Best Music Production Setup for Beginners 2022
I wanted to write a little something for all the upcoming beatmakers/producers that are looking to get into the crazy world of music production. I have been making music for 4 years now and learned a lot. I wanted to list off a few things that I wish I would have known when I started particularly with buying gear to start with and a lot of misconceptions that I’ve been reading/watching about.
I started with a cheap M-audio 2×2 interface, Yamaha HS7 Monitors (bought used at a steal), Rode NT1A, and the Audio Technica. I didn’t buy everything at once, I picked it all up within 2 months.
The first thing I upgraded was my headphones, as I was commuting a lot between home and school (and spent a lot of my time producing at school) I picked up the Beyerdynamic DT 770 & 990. I upgraded within my first 6 months of producing.
Here is a short guide on entry-level gear that I have tried and can recommend for someone who wants to get the most of their gear with a little explanation on why on choose certain gear (all prices are from amazon and can probably be found even cheaper).
I’m assuming you have a computer, doesn’t even need to be powerful.

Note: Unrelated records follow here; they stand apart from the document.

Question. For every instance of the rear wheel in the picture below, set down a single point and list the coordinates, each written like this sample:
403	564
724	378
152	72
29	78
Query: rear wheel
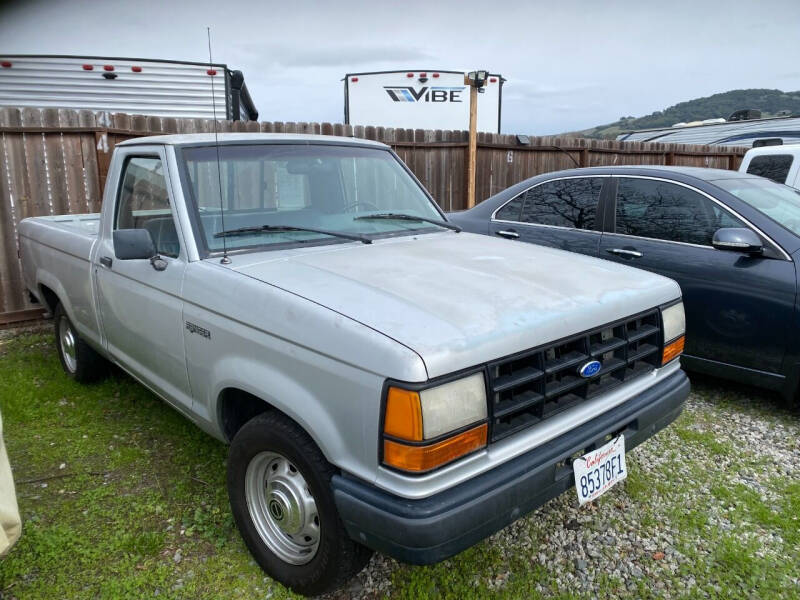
78	359
279	488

The first thing I would recommend is headphones & DAW. For the first year of production, I barely used a microphone (and when I did, I never ended up keeping the song) and didn’t have monitors. I was doing everything with headphones anyways but I had spent $300 on an interface and a microphone that got little to no use. If you’re just getting started and not sure how far you want to take this, headphones are your best bet.
Here are a few headphones I recommend.
Audio Technica’s ATH M30x ($69.00)
These things are light, super portable and built like a tank, and sound pretty good for the money. They have a hype (artificially boosted frequencies) in the lower in mid to bass range. Keeping that in mind when you mix, you can get some pretty good results. They are closed-back headphones, meaning you won’t be able to hear the outside world (good for when you’re on the go). I don’t think you can wrong with these.
Check it out here.
These are also very light, super portable, and maybe a little more flimsy feeling compared to the AT. They are kind of the opposite in terms of frequency response compared to the AT, slightly lacking in bass, much cleaner higher frequencies. They are more natural sounding. They are open back, meaning you can hear the outside world, but has a better sound stage in an appropriately quiet room.

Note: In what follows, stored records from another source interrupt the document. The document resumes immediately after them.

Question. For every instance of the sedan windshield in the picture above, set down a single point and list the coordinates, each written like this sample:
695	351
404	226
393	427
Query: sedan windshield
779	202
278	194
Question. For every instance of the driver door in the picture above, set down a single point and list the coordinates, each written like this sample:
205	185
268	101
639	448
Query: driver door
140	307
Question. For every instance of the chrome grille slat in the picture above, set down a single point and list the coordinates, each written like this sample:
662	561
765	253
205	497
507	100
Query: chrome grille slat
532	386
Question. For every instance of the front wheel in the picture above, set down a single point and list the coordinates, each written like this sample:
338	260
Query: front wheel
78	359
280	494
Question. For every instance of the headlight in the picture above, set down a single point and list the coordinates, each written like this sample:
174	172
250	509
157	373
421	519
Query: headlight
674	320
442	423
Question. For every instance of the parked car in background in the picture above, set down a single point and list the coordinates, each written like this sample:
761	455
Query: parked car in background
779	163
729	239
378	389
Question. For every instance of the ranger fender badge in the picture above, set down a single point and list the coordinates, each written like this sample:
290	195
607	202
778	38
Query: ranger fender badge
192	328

There are a lot of DAW choices out there, some producers use a combination of Protools & Reaper (for vocals/live recording) and Ableton for most straight production works. For the most part, DAW choices don’t really matter. Most of them are feature-rich and have their own workflow. Experimentation is key. Most daws have a demo version that you can try for free and figure out which ones suit your needs and production style.
A lot of people recommended Bandlab (it’s free) so it’s good to check that out too.

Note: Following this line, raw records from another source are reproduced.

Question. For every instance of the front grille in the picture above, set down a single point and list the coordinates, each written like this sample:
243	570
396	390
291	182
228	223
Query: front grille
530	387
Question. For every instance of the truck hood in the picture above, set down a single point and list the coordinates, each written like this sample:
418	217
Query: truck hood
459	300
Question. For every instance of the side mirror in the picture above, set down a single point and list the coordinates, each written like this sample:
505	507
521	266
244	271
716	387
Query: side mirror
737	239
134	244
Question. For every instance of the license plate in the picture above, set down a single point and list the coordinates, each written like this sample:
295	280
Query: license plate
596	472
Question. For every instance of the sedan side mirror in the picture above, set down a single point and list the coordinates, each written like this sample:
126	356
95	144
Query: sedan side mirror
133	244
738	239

So at this point, you’ve been making music while and you’re ready to invest a little bit more.
An audio interface is what you want next. Not only will it allow you to output sound to a set of Studio Monitors but it will also allow you to record vocals and instruments. It will also process all audio through the unit as opposed to the one built into your laptop (which is usually pretty bad).
The first thing to do is assess what you need out of an interface. Do you plan on recording more than 1 thing at a time like a drum kit? Do you want Midi in/out? Etc.
A few I can recommend.
This thing is an absolute monster of a machine, it packs very clean microphone preamps and is extremely portable. The build quality overall is pretty good but it is made of plastic and can be a little better. The smart gain feature is really helpful for new people, it will auto-set the gain for your microphone to get the best possible recording.
Similarly, for $30 less, you can get the highly regarded Focusrite 2i2 3 ($159) with very similar features with an added “Air” Filter which is usually found in Focusrite higher-end products. All-metal chassis, I could probably throw it against a wall and it would still work (I don’t recommend doing that though).
From here you can either get Studio monitors or a microphone. Unless you are wanting to start recording vocals, I would recommend basic studio monitors over a microphone. I find production a lot more fun and intuitive with speakers.
For super affordable speakers, I would highly recommend the Presonus Eris 3.5 ($119.99). They are great for the size and can output without distorting at high volumes. overall pretty great for the price.
If you’re willing to spend a little bit more, I would recommend the JBL 308P ($558.00). These are bigger than Presonus (8″), they pack more bass response and are pretty flat monitors that translate very well.
Lastly, for a microphone, I would recommend starting with the MXL 990 (~$100). It hits way above its weight class and sounds great for vocals and acoustic guitar.
I hope this gives you a good starting point on how to upgrade your setup. But always remember that you don’t necessarily need these pieces of equipment to become a good music producer.